One Soviet contribution to historiography--nor in fact itself on the history of Russian or Soviet science--caused a great controversy over methodology and interpretation in the field as a whole. In 1931, at the Second International Conference of the History of Science in London, the Soviet physicist and historian Boris Hessen presented a paper on Isaac Newton that is often considered the most influential paper in the externalist interpretation of the history of science. By externalism we usually mean the explanation of the evolution of science in terms of economic and social forces rather than on the basis of experimental evidence and logical deduction. Paradoxically, after Hessen called for externalist interpretations of the history of science, most Soviet works in the field have been internalist in nature. Although not on Soviet science, his paper must be seen in the context of Soviet events that fundamenrally affected its form and substance. This context, largely ignored in the West, is explored in Loren Graham, "The Socio-Political Roots of Boris Hessen: Soviet Marxism and the History of Science," Social Studies of Science, 1985, 15:705-722.

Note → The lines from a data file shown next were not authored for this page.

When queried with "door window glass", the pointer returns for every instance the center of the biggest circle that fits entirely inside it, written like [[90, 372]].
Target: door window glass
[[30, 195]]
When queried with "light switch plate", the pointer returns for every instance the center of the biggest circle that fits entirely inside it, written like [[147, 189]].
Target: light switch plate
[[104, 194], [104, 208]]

The social study of science and technology in the Soviet Union is usually termed naukovedenie, or "science studies." The nature and evolution of this field are explored in Linda Lubrano, Soviet Sociology of Science (Columbus, Ohio: American Association for the Advancement of Slavic Studies, 1976); and Yakov Rabkin, “Naukovendenie: The Study of Scientific Research in the Soviet Union," Minerva 1976, 14:61-78.
It is in mathematics that Russia and the Soviet Union have made the greatest contributions. Today the Soviet Union is a world power in mathematics. Indeed, Moscow probably has the greatest concentration of talent of any city. The main competitor is no doubt Paris, since mathematicians in the United States, another leader in mathematics in the last generation, are more widely distributed geographically.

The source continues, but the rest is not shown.